Fue con la llegada de los españoles y los portugueses cuando dio inicio el cultivo de vid ya que por la distancia y los sistemas de transporte no era posible abastecer de vino a todos los europeos asentados en los nuevos territorios, lo que hacía necesaria el desarrollo de una vitivinicultura propia. Además de que el vino formaba parte de la dieta alimenticia de los barcos y su marinería.

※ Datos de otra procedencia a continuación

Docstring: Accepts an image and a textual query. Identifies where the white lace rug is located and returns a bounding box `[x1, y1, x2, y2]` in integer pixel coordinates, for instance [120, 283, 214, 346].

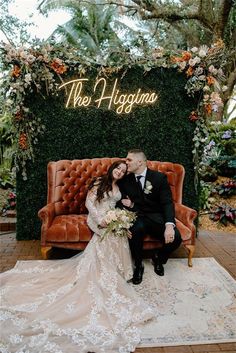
[135, 258, 236, 347]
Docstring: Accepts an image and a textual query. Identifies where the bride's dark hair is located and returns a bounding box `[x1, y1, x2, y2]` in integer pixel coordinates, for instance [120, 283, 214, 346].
[88, 160, 127, 202]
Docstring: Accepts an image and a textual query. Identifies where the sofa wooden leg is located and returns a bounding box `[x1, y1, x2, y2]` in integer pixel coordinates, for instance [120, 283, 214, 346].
[41, 246, 52, 260]
[185, 245, 195, 267]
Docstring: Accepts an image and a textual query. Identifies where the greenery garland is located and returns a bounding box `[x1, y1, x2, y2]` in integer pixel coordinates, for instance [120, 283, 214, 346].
[0, 41, 227, 181]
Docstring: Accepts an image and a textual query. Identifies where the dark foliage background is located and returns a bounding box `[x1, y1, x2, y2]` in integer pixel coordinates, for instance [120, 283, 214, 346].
[17, 68, 197, 240]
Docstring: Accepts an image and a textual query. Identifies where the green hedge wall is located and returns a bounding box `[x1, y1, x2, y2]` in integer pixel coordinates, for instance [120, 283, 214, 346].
[17, 68, 197, 240]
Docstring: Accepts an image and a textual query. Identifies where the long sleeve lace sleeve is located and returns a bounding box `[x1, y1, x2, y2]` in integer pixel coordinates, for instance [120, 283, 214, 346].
[85, 188, 101, 226]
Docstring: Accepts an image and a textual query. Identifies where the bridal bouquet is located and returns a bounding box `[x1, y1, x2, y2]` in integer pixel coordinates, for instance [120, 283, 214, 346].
[102, 208, 137, 239]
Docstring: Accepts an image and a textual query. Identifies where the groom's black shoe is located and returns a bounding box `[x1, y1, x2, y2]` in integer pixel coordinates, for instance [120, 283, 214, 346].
[132, 265, 144, 284]
[152, 256, 164, 276]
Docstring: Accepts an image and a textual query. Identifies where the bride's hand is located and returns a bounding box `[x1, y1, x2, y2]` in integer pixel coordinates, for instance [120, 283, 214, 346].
[127, 230, 133, 239]
[99, 219, 107, 228]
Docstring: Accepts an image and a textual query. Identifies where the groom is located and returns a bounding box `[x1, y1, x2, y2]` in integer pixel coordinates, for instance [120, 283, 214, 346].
[119, 149, 181, 284]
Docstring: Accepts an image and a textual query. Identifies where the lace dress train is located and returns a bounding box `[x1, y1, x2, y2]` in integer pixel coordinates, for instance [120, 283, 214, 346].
[0, 192, 153, 353]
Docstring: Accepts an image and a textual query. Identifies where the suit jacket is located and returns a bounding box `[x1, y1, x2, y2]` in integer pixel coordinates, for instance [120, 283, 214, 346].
[118, 169, 175, 224]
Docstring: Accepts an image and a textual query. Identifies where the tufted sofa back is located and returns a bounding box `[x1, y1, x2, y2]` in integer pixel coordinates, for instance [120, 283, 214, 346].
[47, 158, 185, 215]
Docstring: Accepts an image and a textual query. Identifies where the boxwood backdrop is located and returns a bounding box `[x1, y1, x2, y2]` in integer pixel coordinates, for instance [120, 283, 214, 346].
[17, 67, 197, 240]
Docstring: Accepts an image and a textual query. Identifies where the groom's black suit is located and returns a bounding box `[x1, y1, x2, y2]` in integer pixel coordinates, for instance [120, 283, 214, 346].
[119, 169, 181, 266]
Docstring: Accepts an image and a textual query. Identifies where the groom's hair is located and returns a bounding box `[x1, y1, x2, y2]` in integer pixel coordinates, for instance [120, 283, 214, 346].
[128, 148, 147, 162]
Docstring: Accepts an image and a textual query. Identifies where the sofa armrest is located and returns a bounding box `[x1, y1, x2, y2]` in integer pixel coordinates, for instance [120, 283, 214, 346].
[38, 203, 55, 244]
[175, 203, 197, 227]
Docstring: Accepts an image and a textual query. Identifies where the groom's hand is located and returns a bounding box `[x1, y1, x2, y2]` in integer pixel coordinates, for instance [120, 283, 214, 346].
[164, 224, 175, 244]
[121, 196, 134, 208]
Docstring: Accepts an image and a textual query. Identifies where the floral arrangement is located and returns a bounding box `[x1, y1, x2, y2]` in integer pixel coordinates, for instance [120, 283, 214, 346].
[172, 40, 227, 185]
[210, 205, 236, 226]
[215, 180, 236, 198]
[1, 191, 16, 216]
[0, 41, 227, 180]
[101, 208, 137, 239]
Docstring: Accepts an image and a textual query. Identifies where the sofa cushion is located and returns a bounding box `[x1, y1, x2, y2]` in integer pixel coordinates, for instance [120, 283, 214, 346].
[47, 214, 92, 242]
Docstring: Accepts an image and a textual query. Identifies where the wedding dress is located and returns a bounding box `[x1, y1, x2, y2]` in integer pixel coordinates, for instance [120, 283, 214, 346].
[0, 191, 153, 353]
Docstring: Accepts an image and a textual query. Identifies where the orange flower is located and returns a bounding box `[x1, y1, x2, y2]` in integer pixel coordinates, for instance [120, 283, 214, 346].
[189, 111, 198, 121]
[186, 66, 193, 77]
[207, 76, 215, 86]
[205, 103, 212, 115]
[50, 60, 67, 74]
[11, 65, 21, 77]
[182, 51, 192, 61]
[171, 56, 182, 63]
[19, 132, 28, 150]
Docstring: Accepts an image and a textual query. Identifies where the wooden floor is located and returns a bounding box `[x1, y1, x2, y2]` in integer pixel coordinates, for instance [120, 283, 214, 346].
[0, 227, 236, 353]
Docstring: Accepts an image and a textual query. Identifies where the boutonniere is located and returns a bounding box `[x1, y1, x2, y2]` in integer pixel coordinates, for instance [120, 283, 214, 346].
[143, 180, 153, 194]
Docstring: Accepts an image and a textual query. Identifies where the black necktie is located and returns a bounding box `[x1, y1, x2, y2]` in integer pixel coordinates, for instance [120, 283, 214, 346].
[136, 175, 143, 190]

Así fue como se inició la búsqueda de suelos y climas aptos para el cultivo de uvas propicias para la producción de vino. En esta labor los conventos, monasterios y misiones tuvieron gran influencia dada la importancia que el vino juega dentro de los ritos litúrgicos. Desde 1564, España mandaba, en cada barco que zarpaba con rumbo a las “Indias” (América) sarmientos de vides para ser plantados en el Nuevo Mundo. Aunque también es cierto que en 1595, el Rey Felipe II, expidió la cedula real mediante la que se prohibió la siembra de nuevos viñedos y la producción de vino, y no solo se prohibió el cultivo de la vid si no también el de los olivos y se ordenó la destrucción de los cultivos existentes, excepto aquellos viñedos que fueran para la iglesia o dedicados a su servicio.

Formalmente el cultivo fue iniciado por los españoles en República Dominicana (antes llamada “La Española”), posteriormente en la Nueva España (México) y Perú, de donde se fue extendiendo a los países colindantes conforme la conquista avanzaba. México fue el primer país de América en producir “Vitis vinífera”, de la cual se derivaron la mayoría de las variedades cultivadas y conocidas. Además de la implantación de sarmientos, también se ejerció el cultivo a partir de semillas, lo que dio origen a diversas variedades criollas en el territorio americano. A partir de entonces, cada país ha ido desarrollando su propia vitivinicultura con estilos y ritmos diferentes.